The ways to change the names of columns are:
1. Changing the Name of Column using a Method Columns
This is one of the methods used to change the names columns. This is in-built method used in Data Frames.
Syntax:
DataFrame_name.columns [‘col1_name’, ‘col2_name’,…………………]
Example:
Let us apply this method to the previous data set created.
print(df)
df.columns =['Sportsmen' , 'Matches_Played' , 'Runs_Scored' , 'Average' , 'Centuries' ]
print(df)
Output:
Players Matches Runs AVG 100s
0 Root 24 2595 60.25 11
1 Smith 11 779 45.82 1
2 Kohli 15 756 29.07 0
3 Kane 6 491 49.10 1
Sportsmen Matches_Played Runs_Scored Average Centuries
0 Root 24 2595 60.25 11
1 Smith 11 779 45.82 1
2 Kohli 15 756 29.07 0
3 Kane 6 491 49.10 1
Explanation:
The above output shows the change in the names of the columns.
Here,
Players -> Sportsmen
Matches -> Matches_Played
Runs -> Runs_Scored
AVG -> Average
100s -> Centuries
This is how this method is used to change the names of the columns
2. Rename Method
This is also in-built method present in a Data Frame. This method is also used to change the name columns present in the Data Frame
Syntax:
Data Frame name = Data Frame name .rename( columns = {‘old column name1’ : ‘new column name1}, ‘ old column name 2’ ,’ new columns name 2 } )
Example:
We are again using the same Data Frame created previously.
print(df)
df=df.rename( columns={'AVG': 'Average','100s':'Centuries'})
print(df)
Output:
Players Matches Runs AVG 100s
0 Root 24 2595 60.25 11
1 Smith 11 779 45.82 1
2 Kohli 15 756 29.07 0
3 Kane 6 491 49.10 1
Players Matches Runs Average Centuries
0 Root 24 2595 60.25 11
1 Smith 11 779 45.82 1
2 Kohli 15 756 29.07 0
3 Kane 6 491 49.10 1
This method is more convenient than previous method. This is because in the previous columns method we have to convert all the old column names to new column names.

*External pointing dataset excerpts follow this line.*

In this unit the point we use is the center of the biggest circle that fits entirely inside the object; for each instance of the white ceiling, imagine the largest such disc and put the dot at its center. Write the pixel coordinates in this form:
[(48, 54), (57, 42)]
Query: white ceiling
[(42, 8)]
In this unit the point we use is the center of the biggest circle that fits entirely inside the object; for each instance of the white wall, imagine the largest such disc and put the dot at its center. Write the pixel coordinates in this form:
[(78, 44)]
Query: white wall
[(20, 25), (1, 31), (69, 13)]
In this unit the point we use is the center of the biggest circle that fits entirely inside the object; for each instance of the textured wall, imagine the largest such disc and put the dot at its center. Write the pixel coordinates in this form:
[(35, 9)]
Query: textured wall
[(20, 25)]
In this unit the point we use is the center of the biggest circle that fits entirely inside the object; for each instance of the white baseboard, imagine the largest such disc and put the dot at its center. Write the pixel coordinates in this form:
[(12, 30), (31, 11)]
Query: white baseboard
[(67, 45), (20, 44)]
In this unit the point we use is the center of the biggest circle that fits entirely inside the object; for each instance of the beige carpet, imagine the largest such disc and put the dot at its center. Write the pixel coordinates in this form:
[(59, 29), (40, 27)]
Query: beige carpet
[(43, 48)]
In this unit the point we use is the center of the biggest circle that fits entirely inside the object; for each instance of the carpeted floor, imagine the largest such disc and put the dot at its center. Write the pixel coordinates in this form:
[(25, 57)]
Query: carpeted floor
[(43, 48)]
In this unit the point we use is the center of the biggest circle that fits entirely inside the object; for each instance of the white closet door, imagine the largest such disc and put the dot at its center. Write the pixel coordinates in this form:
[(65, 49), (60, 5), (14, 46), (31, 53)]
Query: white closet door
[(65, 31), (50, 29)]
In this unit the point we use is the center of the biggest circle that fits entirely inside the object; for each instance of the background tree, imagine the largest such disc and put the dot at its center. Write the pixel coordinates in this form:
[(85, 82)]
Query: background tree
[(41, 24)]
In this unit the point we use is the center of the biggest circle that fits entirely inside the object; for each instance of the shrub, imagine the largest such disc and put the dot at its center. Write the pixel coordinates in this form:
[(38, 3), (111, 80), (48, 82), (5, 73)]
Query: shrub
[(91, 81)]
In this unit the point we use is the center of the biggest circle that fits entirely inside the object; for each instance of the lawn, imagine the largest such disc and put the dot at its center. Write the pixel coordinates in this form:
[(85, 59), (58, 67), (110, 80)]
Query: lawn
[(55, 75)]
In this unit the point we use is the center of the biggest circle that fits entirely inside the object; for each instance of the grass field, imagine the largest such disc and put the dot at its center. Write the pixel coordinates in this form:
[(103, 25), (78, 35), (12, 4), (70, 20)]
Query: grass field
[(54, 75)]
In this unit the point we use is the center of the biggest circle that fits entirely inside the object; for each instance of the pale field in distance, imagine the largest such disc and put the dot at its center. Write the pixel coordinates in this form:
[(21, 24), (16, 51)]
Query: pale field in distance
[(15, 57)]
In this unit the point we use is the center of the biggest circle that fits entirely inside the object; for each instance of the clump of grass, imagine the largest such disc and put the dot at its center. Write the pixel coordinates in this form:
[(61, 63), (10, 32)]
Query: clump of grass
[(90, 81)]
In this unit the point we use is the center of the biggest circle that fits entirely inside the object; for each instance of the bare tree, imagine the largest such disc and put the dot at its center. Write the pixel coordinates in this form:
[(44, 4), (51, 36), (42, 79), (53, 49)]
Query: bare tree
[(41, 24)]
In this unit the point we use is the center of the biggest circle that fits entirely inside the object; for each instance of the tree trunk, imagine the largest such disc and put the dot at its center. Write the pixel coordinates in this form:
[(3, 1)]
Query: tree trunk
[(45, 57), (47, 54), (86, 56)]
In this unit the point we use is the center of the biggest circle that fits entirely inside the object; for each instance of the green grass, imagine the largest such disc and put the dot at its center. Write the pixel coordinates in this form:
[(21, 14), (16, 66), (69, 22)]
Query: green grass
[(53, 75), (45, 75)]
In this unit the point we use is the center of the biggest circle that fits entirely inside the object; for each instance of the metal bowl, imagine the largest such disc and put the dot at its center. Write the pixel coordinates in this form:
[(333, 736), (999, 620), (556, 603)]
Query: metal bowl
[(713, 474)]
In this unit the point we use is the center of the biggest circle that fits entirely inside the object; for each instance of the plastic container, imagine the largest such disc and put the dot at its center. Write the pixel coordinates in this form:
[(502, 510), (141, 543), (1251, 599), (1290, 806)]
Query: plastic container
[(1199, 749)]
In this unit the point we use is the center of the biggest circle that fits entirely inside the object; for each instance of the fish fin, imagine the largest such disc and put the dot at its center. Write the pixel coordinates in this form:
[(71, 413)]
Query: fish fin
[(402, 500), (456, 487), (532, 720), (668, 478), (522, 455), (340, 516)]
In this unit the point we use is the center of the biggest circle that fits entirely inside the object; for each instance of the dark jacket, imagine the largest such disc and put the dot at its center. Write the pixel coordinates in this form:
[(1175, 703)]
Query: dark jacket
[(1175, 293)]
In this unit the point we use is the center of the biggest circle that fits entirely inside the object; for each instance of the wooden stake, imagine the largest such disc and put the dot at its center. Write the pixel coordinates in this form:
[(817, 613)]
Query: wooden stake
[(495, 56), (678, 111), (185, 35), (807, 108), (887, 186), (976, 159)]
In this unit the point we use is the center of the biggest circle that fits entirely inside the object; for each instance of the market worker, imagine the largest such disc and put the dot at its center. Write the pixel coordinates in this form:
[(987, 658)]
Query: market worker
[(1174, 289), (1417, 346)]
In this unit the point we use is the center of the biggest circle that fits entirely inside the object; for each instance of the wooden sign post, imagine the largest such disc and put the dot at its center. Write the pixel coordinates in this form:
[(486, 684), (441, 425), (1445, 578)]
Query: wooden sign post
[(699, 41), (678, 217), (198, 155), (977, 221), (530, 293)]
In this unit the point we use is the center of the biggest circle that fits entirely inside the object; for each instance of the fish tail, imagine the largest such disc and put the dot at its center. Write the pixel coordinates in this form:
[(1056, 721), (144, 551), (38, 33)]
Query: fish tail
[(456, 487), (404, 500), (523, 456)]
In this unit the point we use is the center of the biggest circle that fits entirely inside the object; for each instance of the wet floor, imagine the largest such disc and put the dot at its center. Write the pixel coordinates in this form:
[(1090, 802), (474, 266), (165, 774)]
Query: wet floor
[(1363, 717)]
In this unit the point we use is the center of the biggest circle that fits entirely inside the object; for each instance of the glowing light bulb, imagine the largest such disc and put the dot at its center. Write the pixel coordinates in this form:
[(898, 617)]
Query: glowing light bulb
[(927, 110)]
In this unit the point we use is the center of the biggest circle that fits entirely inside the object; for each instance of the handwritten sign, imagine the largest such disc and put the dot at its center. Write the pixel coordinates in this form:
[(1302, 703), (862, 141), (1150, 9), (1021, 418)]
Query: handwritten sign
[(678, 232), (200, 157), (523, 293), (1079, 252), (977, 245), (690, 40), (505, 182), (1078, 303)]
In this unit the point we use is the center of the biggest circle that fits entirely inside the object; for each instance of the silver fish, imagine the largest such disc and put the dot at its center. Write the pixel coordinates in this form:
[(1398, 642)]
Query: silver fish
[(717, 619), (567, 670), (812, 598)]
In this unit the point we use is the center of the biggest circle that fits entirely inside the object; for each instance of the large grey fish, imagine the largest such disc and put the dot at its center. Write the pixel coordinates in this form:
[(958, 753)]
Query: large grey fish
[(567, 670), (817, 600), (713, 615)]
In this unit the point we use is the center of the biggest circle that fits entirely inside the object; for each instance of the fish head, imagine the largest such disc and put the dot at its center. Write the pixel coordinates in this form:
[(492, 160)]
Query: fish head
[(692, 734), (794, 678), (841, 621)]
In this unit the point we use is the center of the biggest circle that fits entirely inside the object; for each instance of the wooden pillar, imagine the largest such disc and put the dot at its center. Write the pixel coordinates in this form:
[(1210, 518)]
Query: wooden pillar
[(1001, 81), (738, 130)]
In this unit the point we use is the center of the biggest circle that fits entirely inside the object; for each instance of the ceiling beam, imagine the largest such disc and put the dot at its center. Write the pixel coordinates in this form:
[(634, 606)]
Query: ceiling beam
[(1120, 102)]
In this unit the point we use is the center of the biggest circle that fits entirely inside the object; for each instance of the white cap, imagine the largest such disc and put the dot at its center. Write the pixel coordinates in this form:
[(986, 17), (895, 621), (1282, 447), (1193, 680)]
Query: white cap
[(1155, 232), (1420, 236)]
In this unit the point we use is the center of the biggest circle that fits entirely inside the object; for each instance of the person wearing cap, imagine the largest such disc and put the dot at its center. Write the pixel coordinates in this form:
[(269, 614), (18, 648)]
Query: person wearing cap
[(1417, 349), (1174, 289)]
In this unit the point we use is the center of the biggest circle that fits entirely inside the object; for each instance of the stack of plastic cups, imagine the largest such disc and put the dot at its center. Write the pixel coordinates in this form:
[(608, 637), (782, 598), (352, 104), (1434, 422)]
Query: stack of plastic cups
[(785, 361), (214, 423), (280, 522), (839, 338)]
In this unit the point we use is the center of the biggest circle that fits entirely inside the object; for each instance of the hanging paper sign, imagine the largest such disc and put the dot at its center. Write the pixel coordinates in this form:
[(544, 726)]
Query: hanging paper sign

Whereas in this rename method we can convert only specified column names with mentioning them.
3. Using Indexing Method
Here in this method, we will directly approach the column and change its method with the help assignment operator.
Syntax:
Data Frame Name. column.values[index value] =’ new column name’
Example:
print(df)
df.columns.values[3] = 'Average'
print(df)
Output:
Players Matches Runs AVG 100s
0 Root 24 2595 60.25 11
1 Smith 11 779 45.82 1
2 Kohli 15 756 29.07 0
3 Kane 6 491 49.10 1
Players Matches Runs Average 100s
0 Root 24 2595 60.25 11
1 Smith 11 779 45.82 1
2 Kohli 15 756 29.07 0
3 Kane 6 491 49.10 1
These are the ways through which we can change the names of columns in python.